Friday, August 05, 2005

Too little too late, says Opposition

Bruzon unimpressed with Govt housing announcement • problem is the result of “ years of GSD neglect”

The GSLP/Liberal Opposition have expressed criticism following the Gibraltar Government’s announcement of the Waterport Terrace development, while disputing that the project can be called an affordable housing scheme.

Speaking to the Chronicle yesterday Opposition spokesman for Housing Charles Bruzon said “the announcement made by the Government yesterday is too little too late.”

Mr Bruzon accused the GSD (Gibraltar Social Democrats) Government of having created “a housing problem in Gibraltar through their years of neglect and inactivity in delivering low-cost housing.”

He also argues that the price structure for Waterport Terraces is going “to provide scant consolation” to people who have waited nine years “for an affordable home.”

Mr Bruzon said:

“The Government has at long last awarded the tender for the housing project known as Waterport Terraces.

This is what they promised to do in the November 2003 election before April 2004 when work on the site was scheduled to commence.

It has taken them 16 months longer than they promised and it follows previous unfulfilled promises to provide housing.

Government is on record as having said that the reason why they held back from building these homes earlier was to allow house prices to rise. This has proved to be a seriously misguided policy. It has had the effect of driving people who cannot afford to live in Gibraltar to go and live in Spain.

It is also inexcusable that at the same time as there has been no construction of low cost homes, plots of land all over Gibraltar have been made available to developers for luxury housing for the high end of the market.

New low-cost housing stock should be fed into the market, not to manipulate the market price, but in order to meet the needs of those who cannot afford to buy at the going rate.
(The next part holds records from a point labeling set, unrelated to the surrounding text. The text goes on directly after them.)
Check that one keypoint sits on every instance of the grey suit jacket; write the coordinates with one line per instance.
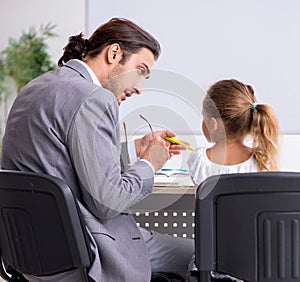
(64, 125)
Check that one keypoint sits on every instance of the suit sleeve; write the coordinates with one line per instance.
(107, 189)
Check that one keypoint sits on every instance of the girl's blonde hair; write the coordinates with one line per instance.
(235, 103)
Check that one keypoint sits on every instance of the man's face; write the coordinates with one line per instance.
(127, 79)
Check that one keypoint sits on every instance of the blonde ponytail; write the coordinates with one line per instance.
(265, 132)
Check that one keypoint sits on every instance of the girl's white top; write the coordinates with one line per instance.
(200, 167)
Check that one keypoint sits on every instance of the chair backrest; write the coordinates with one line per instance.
(248, 225)
(41, 229)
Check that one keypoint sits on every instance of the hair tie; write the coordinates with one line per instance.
(253, 106)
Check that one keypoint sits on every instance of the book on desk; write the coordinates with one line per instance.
(172, 177)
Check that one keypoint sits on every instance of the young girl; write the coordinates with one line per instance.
(230, 114)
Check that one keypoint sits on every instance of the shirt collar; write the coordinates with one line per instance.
(91, 73)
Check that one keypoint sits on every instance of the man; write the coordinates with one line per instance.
(66, 124)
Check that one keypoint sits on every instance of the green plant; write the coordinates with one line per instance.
(23, 60)
(26, 58)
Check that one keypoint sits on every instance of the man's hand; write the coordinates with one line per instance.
(160, 155)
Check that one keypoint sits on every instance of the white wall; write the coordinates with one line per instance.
(17, 16)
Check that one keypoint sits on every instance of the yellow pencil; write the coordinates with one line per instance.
(176, 141)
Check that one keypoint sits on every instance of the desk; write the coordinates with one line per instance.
(168, 210)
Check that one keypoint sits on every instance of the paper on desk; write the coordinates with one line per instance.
(175, 180)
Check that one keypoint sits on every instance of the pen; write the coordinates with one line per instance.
(176, 141)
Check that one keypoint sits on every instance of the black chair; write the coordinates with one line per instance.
(248, 226)
(41, 229)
The delay in getting such projects off the ground has meant that those who could not afford to buy their own homes in Gibraltar have grown in numbers.

The prices at which Waterport Terraces are going to be sold are much too high for first time buyers who want to get on the property ladder or for those who have opted to buy a home in Spain. Indeed, the prices are not all that much below the resale prices being paid in respect of existing estates covered by previous home ownership schemes. It is doubtful whether there will be enough people who can afford to purchase all these homes on a 100% basis.

The reason for the high prices stems directly from the manner in which Government have chosen to subsidise the project. The word “subsidy” is itself a misleading term. All that the Government have done is put out the construction of the project to tender and provided the land for free. This is not a real subsidy.

Every single home ownership project before this one has also been carried out with the land supplied for free by the Government. The flats are not affordable by the criteria of previous home ownership schemes if the prices that have been published are adjusted for inflation or the increase in average earnings since then. In these earlier developments, not only were prices at a lower ratio to earnings but in addition to this all the properties were available on a 50/50 basis.”